There's a brilliant and lovely piece in today's G2 by Frank Cottrell Boyce. His overt target is the view that the pram in the hallway is the enemy of good art, and it is well worth reading on that account alone. But, whether wittingly or unwittingly, Frank also provides a timely counterweight to all those articles about children being a drag on personal happiness. He writes:
Ever since [then], I have been suspicious of the modern philosophy of "me time". I happened to make a throwaway comment to this effect earlier this year, on Desert Island Discs, and honestly you'd think I'd refused to abide by the laws of gravity. At every event I have done since, the traditional "Where d'you get your ideas from?" question has been replaced by a perplexed, testy quizzing about "me time". One young man asked me if I wasn't worried about "the pram in the hallway". I asked him where the phrase came from. "Cyril Connolly." "And what did he ever write?" The questioner thought for a minute then said, "Shit. Yeah", and thanked me for "liberating him from fear". Blimey.
It's not that I don't like a break now and then. I just don't buy the idea that the break is "because I'm worth it" or that I'm taking "the time to be me". What is "me", if not the sum of all my relationships and obligations? A customer, that's what. The more you give, the more you are.

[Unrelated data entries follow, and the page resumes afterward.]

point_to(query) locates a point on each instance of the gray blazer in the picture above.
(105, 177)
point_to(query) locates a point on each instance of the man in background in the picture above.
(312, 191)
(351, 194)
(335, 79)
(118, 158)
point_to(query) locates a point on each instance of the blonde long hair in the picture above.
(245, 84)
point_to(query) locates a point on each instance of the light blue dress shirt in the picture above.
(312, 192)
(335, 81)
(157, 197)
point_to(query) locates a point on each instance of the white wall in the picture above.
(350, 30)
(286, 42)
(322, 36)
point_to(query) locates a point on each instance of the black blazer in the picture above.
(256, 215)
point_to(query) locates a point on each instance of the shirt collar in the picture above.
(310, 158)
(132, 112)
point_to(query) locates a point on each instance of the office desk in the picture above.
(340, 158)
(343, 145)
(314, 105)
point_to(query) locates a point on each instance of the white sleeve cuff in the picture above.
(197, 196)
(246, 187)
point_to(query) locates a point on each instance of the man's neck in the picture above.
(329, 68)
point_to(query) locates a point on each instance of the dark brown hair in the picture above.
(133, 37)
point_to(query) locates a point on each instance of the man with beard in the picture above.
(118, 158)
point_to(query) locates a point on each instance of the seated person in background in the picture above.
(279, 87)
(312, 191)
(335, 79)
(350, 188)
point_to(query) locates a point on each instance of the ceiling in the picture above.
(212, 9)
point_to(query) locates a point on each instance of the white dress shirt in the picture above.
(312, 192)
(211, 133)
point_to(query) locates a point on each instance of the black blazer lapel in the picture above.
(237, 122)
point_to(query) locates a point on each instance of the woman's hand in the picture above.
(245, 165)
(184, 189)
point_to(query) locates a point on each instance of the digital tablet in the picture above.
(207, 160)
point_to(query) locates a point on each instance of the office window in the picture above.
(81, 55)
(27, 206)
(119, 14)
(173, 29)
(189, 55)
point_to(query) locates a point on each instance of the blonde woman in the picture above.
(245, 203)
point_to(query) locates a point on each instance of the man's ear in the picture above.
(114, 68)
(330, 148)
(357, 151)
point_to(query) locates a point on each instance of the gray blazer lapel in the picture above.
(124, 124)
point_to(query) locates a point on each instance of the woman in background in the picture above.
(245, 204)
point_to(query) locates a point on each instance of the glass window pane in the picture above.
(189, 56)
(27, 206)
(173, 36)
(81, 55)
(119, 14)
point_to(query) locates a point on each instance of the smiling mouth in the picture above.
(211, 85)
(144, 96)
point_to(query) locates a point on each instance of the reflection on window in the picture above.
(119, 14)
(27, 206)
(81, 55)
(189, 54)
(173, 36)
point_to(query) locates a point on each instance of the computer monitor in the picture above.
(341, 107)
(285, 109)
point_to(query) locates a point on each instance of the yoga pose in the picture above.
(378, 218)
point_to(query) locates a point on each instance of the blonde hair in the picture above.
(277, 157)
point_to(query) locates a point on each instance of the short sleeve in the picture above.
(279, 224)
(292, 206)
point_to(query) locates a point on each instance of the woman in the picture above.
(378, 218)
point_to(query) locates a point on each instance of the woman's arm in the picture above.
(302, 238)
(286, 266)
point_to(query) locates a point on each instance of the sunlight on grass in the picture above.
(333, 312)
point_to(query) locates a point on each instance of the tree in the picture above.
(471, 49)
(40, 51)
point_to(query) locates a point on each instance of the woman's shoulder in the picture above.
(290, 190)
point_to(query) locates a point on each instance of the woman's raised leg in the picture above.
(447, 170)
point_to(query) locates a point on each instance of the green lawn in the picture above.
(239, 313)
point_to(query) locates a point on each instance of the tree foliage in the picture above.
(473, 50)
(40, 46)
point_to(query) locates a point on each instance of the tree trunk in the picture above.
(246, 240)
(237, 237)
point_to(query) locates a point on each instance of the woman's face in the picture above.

If this were a philosophy seminar, I might want to enter a reservation or two. I'm more than just the sum of my relationships and obligations, because there are bits of me that are independent of them: my thumb for example, or that copy of Wisden with the ink stain; again, illness when someone has it, isn't reducible to relationships or obligations. Yet in the present context this would be nit-picking. Connectedness matters to people, most people anyway, and the current habit of measuring up what they get from those they love against the pleasure of watching TV or going for a run is misconceived.